2.5. Region-based morphometry

The T1-weighted images of each participant were initially inspected for any inhomogeneity or movement-related artifacts. The pre-processing was performed using the default pipeline focused on voxel-based morphometry in the Computational Anatomy Toolbox (CAT12; http://dbm.neuro.uni-jena.de/cat/; Gaser et al., Reference Gaser, Dahnke, Thompson, Kurth, Luders and Initiative2022). The images were segmented into gray matter (GM), WM and cerebrospinal fluid (CSF) using the tissue probability maps provided in the toolbox. The intensity non-uniformities were corrected using the Adaptive Maximum A Posterior technique (see Figure S1, supplementary materials). Images were subjected to spatial normalization on the Montreal Neurological Institute (MNI) template using the DARTEL registration algorithm. After pre-processing, the CAT12 quality control (QC) tools were used to assess image quality and identify potential artifacts. The pre-processed images, along with any flagged images from the QC step, were visually inspected to identify potential artifacts or errors in pre-processing. In this process, five participants with significant artifacts or errors were excluded from subsequent analyses. In the process of extracting regions of interest (ROIs), the Hammers atlas (Hammers et al., Reference Hammers, Allom, Koepp, Free, Myers, Lemieux, Mitchell, Brooks and Duncan2003) was utilized for volume estimation of various frontal, temporal and subcortical ROI. This well-established anatomical atlas is specifically designed to enable accurate parcellation and labelling of brain structures in MRI images (see Figure S1, supplementary materials). By integrating the Hammers atlas into the analysis pipeline, we were able to efficiently isolate and examine particular ROI in the brain. The total intracranial volume (TIV) was estimated using the volumes of grey matter, white matter and CSF.

2.6. Statistical analyses

The statistical analyses were performed using SPSS version 26. Shapiro–Wilk test was used to check for normality of the data separately between bilinguals and monolinguals. The demographic, clinical and cognitive differences between bilinguals and monolinguals were assessed using t-test or Mann–Whitney U test for continuous variables and using Chi-square test for categorical variables. For the comparison of regional brain volumes between bilinguals and monolinguals, t-tests were used (see Table 2, for the list of regions that were analysed). Those regions revealing a significant difference between bilinguals and monolinguals were taken as the dependent variables for a multivariate general linear model. In the model, bilingualism, age, sex, education, severity of dementia and TIV were considered as the independent variables. Parameter estimates and univariate analyses were assessed only if the multivariate model was significant. For the post hoc analyses, Bonferroni corrected p-values are reported to adjust for multiple comparisons. Interaction effects of bilingualism with the other variables were also analysed. The regional brain volumes that demonstrated a difference between bilinguals and monolinguals were subjected to Pearson’s correlation with ACE III scores to understand the contribution of these regions to cognitive functioning. A significance threshold of p < 0.05 was considered.

3. Results

3.1. Demographic, clinical and cognitive profile

Among the 68 persons with FTD, the mean age was 58.57 ± 9.36 years and the male/female ratio was 37:31. There were 42 bilinguals and 26 monolinguals. Fifty persons had bvFTD and 18 were diagnosed to have PPA. In the cohort, 14 very mild, 29 mild, 19 moderate and 6 severe cases of FTD were recorded with a mean duration of illness of 32.19 ± 27.03 months.

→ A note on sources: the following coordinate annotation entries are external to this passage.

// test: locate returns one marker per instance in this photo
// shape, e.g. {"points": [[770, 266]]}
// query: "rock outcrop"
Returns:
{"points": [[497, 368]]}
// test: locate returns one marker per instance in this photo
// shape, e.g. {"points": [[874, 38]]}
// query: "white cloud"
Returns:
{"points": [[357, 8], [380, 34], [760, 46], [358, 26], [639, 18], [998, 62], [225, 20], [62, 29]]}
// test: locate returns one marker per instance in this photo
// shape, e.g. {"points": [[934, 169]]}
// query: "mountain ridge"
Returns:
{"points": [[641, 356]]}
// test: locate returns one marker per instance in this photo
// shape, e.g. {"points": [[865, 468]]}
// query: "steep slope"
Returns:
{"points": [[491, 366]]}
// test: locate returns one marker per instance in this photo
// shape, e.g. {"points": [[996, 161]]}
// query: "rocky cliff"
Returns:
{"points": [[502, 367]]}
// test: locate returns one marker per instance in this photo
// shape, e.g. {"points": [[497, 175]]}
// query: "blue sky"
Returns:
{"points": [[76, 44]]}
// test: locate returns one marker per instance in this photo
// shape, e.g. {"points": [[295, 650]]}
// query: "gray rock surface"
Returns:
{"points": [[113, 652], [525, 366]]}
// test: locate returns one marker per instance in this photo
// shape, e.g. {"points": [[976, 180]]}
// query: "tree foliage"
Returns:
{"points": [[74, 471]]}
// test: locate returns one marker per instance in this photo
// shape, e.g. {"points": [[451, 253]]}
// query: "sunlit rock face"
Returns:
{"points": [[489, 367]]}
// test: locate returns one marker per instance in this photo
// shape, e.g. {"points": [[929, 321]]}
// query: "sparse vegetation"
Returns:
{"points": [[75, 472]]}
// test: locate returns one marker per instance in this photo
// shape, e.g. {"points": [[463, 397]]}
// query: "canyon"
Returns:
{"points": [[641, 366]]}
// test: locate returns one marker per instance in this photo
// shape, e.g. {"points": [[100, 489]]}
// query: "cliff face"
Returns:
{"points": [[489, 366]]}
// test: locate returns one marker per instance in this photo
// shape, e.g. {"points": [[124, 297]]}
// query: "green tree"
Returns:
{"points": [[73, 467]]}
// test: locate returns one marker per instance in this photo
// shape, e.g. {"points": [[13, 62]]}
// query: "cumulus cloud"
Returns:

In the unmatched dataset (see Table 1), bilinguals and monolinguals with FTD had comparable mean age at presentation (p = .342). The bilinguals with FTD were predominantly males (p = .013), had lesser severity of the disease (p = .049) and had better cognitive functioning (p = .015) compared to monolinguals. There were no significant differences between bilinguals and monolinguals in the proportion of FTD subtypes (p = .779) or duration of disease (p = .210).

Table 1. Demographic, clinical and cognitive profile of bilinguals and monolinguals with FTD

Note: Continuous variables are represented as mean (SD), categorical variables as frequency (%). bvFTD: behavioural variant Frontotemporal dementia; PPA: Primary Progressive Aphasia; CDR: Clinical Dementia Rating; ACE-III: Addenbrooke’s Cognitive Examination-III

After PSM, there were no significant differences between bilinguals and monolinguals with FTD in their age (p = .633), in the distribution of males and females (p = .262), FTD subtype (p = .749), duration of disease (p = .317), dementia severity (p = .356) or cognitive performance (p = .354) (see Table 1).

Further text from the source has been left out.